CERTAIN diseases of the kidneys increase the risks of operations more, I think, than do the equally chronic diseases of any other internal organ. And the chief of these diseases are, first, those which are associated with the constant existence of albumen, or with the frequent or constant presence of pus, in the urine. In the first group, those of which we commonly speak as cases of albuminuria, the risks of erysipelas and of pyæmia seem to reach their climax. Not that I know this from having frequently operated on patients thus diseased. We are too cautious for this; and, as you know, no patient with any chronic ailment goes from my wards into the operating-theatre without a previous examination of the urine. But you may learn it from the frequency with which accidents, such as scalp-wounds, compound fractures, and the like prove fatal in those who are subjects of albuminuria.
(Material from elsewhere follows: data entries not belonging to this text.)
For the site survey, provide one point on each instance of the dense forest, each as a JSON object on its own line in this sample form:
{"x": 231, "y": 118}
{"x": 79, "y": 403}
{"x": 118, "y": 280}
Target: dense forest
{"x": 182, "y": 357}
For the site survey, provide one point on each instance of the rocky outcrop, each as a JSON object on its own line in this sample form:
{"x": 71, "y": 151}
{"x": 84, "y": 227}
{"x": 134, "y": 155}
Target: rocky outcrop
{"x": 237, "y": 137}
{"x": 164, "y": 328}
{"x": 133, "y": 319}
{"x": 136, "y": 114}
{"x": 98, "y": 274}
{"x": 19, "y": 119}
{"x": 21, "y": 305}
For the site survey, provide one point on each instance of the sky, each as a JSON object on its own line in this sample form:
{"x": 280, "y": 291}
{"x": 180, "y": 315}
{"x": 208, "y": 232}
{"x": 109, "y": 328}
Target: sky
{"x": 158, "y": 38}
All the dangers of which you are taught in medical lectures as to the tendency of albuminuria to generate pericarditis, pleurisy, and other internal inflammations, are proved emphatically when the patient's general health is disturbed by the consequences of injury, whether accidental or by design. I do not know by how many times the risks of a given operation are increased in any patient who has albuminuria, but I do know that you

will find it a safe rule never to perform any operation without an acquaintance with the manner in which the patient's kidneys discharge their function; and never to perform one, except under something like compulsion, on a patient whose urine is constantly albuminous. I do not say that you should never operate on such a patient, for the exigencies of the local disease may justify you, as they may justify you in operating in the advanced phthisis; but be clear that you operate against heavy odds; for even if the patient do not die with erysipelas, or pyæmia, or some other form of diseased blood, he will be apt to linger with a wound half-healed, till at last he dies of his renal disease just as if you had done nothing.
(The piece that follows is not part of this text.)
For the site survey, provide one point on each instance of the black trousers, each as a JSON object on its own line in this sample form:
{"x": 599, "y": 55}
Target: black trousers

You saw a patient of mine, in whom we were certain of the existence of advanced granular disease of the kidneys, with albuminous urine, die last year. A poor woman who, ten years before, had one limb amputated below the knee for chronic ulcer of the leg, came with the remaining limb so badly ulcerated, and so hindering her poor means of living, that she begged me to remove this leg too. She had recovered from one amputation, and had such comfort in consequence of it that she begged me to give her the possible advantages of another, at whatever risk. After many vain attempts to improve or palliate her condition, I removed the limb; and then you saw how, week after week, the stump remained unhealed, and how, though she was relieved of pain, and remained hopeful to the last, she became more and more feeble and oedematous, and died, just as she would have died if she had retained her limb-in greater comfort indeed, but not a day later.